In this study, we sought to measure the in vivo changes of telomere length, inflammation-related cytokine and anti-CMV antibody titer with age and to determine the trajectory of these age-associated immune changes and their inter-relationship using longitudinal analysis over an average of 13 years. Specifically, we assessed the individual longitudinal trajectories of PBMC telomere length, eight pro-inflammatory cytokines, and anti-CMV IgG titer in 456 subjects. Strikingly, aging-associated changes in these variables occur with a distinct trajectory in each individual. Thus, immune aging is a heterogeneous process across individuals, and an assessment of immunosenescence requires a combinatorial evaluation of multiple age-associated biomarkers.
Materials and Methods
Study Design and Participants
We performed a longitudinal study of 465 Baltimore Longitudinal Study on Aging (BLSA) participants at first visit and an average of 13 years follow-up (ranging from 7 to 18 years) under an IRB-approved protocol. Demographic characterization of these participants is summarized in Table S1 in Supplementary Material. At each visit, fasting blood was collected. Sera were isolated from blood stored in a −80°C freezer, and genomic DNA was isolated from PBMCs using the Qiagen kit (QIAamp DNA mini Kit) and stored at −80°C.
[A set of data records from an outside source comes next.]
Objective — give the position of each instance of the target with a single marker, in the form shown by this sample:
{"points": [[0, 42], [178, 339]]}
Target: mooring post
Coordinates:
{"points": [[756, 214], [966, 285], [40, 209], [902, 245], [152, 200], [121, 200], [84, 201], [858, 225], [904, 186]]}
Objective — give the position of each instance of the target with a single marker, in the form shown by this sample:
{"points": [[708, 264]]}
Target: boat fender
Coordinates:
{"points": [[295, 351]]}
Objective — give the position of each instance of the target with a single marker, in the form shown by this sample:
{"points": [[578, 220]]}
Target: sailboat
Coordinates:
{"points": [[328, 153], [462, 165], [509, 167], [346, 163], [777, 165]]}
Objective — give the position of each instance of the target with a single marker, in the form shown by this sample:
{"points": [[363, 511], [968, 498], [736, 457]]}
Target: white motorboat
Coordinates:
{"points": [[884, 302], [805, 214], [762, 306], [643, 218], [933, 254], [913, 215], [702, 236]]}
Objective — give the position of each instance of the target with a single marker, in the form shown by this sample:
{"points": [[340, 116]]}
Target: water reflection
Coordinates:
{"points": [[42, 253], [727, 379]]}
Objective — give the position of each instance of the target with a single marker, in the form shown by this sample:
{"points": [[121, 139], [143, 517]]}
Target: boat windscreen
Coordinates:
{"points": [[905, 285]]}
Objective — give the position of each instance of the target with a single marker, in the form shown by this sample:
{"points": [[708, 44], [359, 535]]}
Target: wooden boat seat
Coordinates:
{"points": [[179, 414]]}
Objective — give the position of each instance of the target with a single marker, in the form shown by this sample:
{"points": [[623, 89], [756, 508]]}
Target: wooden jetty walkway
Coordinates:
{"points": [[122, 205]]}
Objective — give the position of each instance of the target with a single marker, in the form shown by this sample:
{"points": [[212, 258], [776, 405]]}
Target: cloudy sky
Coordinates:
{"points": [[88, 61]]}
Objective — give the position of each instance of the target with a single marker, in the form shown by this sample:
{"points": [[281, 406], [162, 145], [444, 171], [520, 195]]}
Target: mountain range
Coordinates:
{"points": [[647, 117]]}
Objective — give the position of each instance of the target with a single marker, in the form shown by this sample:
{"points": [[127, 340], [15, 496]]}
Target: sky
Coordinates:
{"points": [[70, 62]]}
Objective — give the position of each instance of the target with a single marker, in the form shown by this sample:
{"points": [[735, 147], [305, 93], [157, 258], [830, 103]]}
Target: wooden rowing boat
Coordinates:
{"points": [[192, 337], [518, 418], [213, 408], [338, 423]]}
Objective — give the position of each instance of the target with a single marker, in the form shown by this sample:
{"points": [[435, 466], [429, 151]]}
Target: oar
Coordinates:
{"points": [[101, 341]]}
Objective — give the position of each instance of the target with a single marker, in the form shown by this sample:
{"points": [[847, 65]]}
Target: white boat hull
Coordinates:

Measurement of Telomere Length of PBMCs
The procedure for telomere length measurement by the terminal restriction fragment using Southern blot was previously described (32). DNA from Jurkat cells was loaded on every gel and used for normalization. The coefficient of variation of telomere length of Jurkat cells measured at different times was 10.6% (n = 146). The rates of telomere length change were calculated as (difference in telomere length between measurements) divided by (time between measurements) between samples.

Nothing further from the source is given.